Like Noah, many of us have grown up with a negative
idea about what being “spiritual” means—that
you have to become a kind of über-romantic idealist,
fundamentally out of touch with the reality of the world. One of
the great appeals of Dharma Punx to Gen X and Y'ers may
be that it negates this cliché by representing a
spiritual ethic and attitude towards life that is decidedly
rooted in realism. As Noah writes in the preface, “This is
not a fictional tale of romantic suffering or a Hollywood love
story. It's about real people, real loss, and genuine spiritual
growth.” This realism is in part relayed through Noah's
candidness when writing about his life experience, of which
nothing is left out. Drugs, spiritual experiences, punk music,
sex, despair, or elation—it's all there.
Granted, there are times in the book when his
candidness lapses into a kind of confessionalism, weighed down
by a tedium of details about his personal life. (“Ondrea
offered to make me some food, but I wasn't hungry yet. The
burrito I'd eaten for lunch had been more than enough.”)

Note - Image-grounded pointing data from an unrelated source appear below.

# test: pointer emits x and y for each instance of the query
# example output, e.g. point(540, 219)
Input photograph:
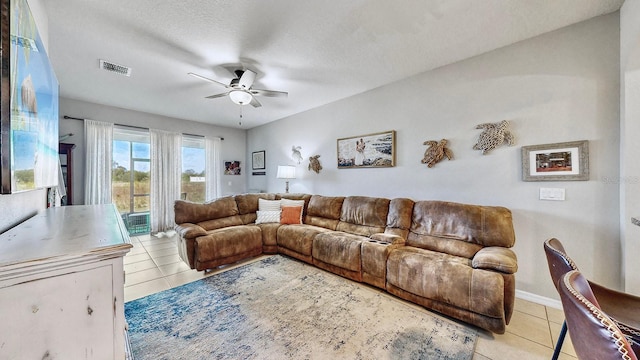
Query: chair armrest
point(391, 239)
point(189, 230)
point(496, 258)
point(622, 307)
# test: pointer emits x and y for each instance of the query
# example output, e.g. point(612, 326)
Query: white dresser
point(62, 285)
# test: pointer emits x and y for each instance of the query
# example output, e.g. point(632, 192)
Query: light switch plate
point(556, 194)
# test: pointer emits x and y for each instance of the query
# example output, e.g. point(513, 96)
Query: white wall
point(558, 87)
point(16, 208)
point(630, 146)
point(233, 146)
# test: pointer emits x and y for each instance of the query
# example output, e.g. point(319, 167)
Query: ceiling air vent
point(119, 69)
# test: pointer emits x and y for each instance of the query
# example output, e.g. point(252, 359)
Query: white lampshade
point(286, 172)
point(240, 97)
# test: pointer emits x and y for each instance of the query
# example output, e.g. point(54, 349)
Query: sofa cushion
point(496, 258)
point(298, 238)
point(363, 215)
point(291, 215)
point(221, 223)
point(228, 242)
point(339, 249)
point(189, 212)
point(324, 211)
point(446, 279)
point(473, 224)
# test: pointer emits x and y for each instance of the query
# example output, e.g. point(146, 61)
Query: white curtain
point(212, 167)
point(166, 170)
point(98, 137)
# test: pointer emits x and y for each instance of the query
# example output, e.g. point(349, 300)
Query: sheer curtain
point(212, 167)
point(98, 137)
point(166, 170)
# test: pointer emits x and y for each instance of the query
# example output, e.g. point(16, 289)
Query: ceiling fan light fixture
point(240, 97)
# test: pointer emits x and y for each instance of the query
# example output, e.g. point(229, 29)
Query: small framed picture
point(567, 161)
point(371, 150)
point(232, 168)
point(257, 160)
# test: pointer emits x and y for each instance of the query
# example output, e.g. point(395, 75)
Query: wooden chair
point(593, 333)
point(624, 309)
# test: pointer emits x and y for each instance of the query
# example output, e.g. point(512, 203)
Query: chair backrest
point(558, 260)
point(593, 334)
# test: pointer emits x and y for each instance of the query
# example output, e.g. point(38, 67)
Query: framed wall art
point(258, 160)
point(28, 104)
point(232, 168)
point(565, 161)
point(372, 150)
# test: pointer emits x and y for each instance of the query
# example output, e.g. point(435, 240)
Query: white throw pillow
point(268, 205)
point(267, 216)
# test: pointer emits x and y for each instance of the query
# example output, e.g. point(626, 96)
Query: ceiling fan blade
point(207, 79)
point(255, 102)
point(216, 96)
point(269, 93)
point(247, 78)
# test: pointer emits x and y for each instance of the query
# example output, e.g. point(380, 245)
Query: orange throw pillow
point(291, 215)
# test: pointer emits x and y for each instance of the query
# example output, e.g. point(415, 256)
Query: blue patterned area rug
point(279, 308)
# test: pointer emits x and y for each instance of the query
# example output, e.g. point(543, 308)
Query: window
point(130, 182)
point(193, 185)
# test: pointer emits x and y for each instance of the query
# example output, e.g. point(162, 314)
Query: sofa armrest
point(496, 258)
point(189, 230)
point(391, 239)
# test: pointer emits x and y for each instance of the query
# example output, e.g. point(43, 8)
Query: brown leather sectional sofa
point(449, 257)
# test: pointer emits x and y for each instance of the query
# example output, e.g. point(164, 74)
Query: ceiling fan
point(240, 89)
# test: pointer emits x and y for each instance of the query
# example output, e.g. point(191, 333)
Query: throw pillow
point(291, 215)
point(289, 202)
point(267, 216)
point(268, 205)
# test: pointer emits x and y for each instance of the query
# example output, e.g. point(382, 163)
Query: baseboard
point(556, 304)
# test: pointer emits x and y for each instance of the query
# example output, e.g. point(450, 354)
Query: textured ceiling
point(318, 51)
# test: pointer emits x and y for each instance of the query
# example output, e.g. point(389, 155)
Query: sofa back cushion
point(363, 215)
point(248, 205)
point(211, 215)
point(324, 211)
point(459, 229)
point(399, 217)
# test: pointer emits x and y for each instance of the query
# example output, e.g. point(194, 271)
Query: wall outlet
point(556, 194)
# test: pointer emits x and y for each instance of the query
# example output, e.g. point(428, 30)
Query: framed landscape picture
point(556, 162)
point(232, 168)
point(257, 160)
point(371, 150)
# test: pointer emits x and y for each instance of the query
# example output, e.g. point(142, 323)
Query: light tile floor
point(153, 265)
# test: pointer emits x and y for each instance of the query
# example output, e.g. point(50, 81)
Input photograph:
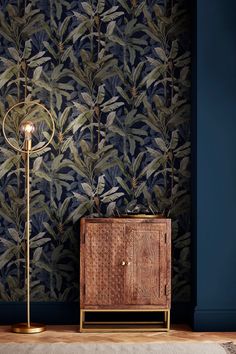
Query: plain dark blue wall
point(215, 161)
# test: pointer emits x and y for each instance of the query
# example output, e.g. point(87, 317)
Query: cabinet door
point(105, 249)
point(148, 272)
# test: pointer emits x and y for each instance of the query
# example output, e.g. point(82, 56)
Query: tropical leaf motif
point(115, 76)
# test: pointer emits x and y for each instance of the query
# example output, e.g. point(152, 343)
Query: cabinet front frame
point(125, 221)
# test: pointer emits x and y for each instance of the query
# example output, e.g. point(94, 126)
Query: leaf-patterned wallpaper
point(115, 74)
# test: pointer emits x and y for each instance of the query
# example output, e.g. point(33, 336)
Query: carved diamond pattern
point(105, 248)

But this tone in Dharma Punx is undoubtedly
representative of our entire generation. Our sense of
individuality has become the source of greatest meaning and
value in our lives, and as a result, we're inclined to be
narcissistic. Yet part of what makes his book
interesting—and again, a reflection of our
generation—is that this extreme self-interest exists
simultaneously with an enormous emphasis on the importance of
working for the benefit of others.
For the past six years, Noah has dedicated himself to
community service programs working with AIDS patients, teaching
children and teens the philosophy of the dharma, and traveling
to juvenile halls and prisons around the Bay Area in order to
“plant the seeds of mindfulness, the greatest gift I could
ever give.” Such “socially engaged Buddhism”
has become central to the younger generation of Buddhist
practitioners, no doubt inspired to some extent by Noah's
example. It was this passionate commitment to engaged service in
the world—or as Noah phrased it, “finding freedom
and then spending the rest of our lives giving it
away”—that led me to seek him out in person. What
would his perspective be, I wondered, on young people's
potential to respond to the world's ominous future?
The night I arrived in New York City to speak with
Noah, he was holding a dharma talk in a large art gallery in
Soho. He cut a striking figure in his white creepers, signature
shaved head, scores of tattoos, and big smile that revealed
several gold teeth. Noah is a punk of the old school—you
can see it even in his stance. With legs planted wide apart, he
looks ever ready to start bending a knee, nodding his head in
sync with a furiously fast drum beat, just before he lets loose
and joins his comrades by jumping into a throbbing mosh pit. He
seemed to emanate sincerity and a feeling of good humor
throughout his talk, qualities that were further confirmed for
me when we met the following day at his friend's house.
I began by asking what he made of Larson and
Saraswathi's quote, where they said, “Nothing less than a
full mobilization of young people to higher goals and ideals is
required for humankind to make it through the new
century.” True to his style in Dharma Punx, Noah
replied, “My immediate reaction is, like, wonderful, but
it's not going to fucking happen. That's what the Buddha was
saying. Everyone's not going to do it. It's too hard. But I have
hope. I don't feel totally hopeless. I feel totally committed to
that revolution among young people and . . . I don't really see
it.” “But do you think that Buddhism is
capable of offering solutions to the problems that face
us?” I asked him. He paused for a minute and then said,
“No. I know it would be much more popular to say, 'We have
this tradition that can solve the problems of the world,' but I
don't think that's what the Buddha taught. We're here in
samsara, and this is a realm of suffering, of ignorance and
greed and hatred. It always has been and it always will be. The
spiritual tradition of enlightenment, from that perspective,
isn't about trying to make samsara into nirvana. It's about
personal freedom. That means the best thing we can do is free
ourselves from the cycle of death and rebirth.”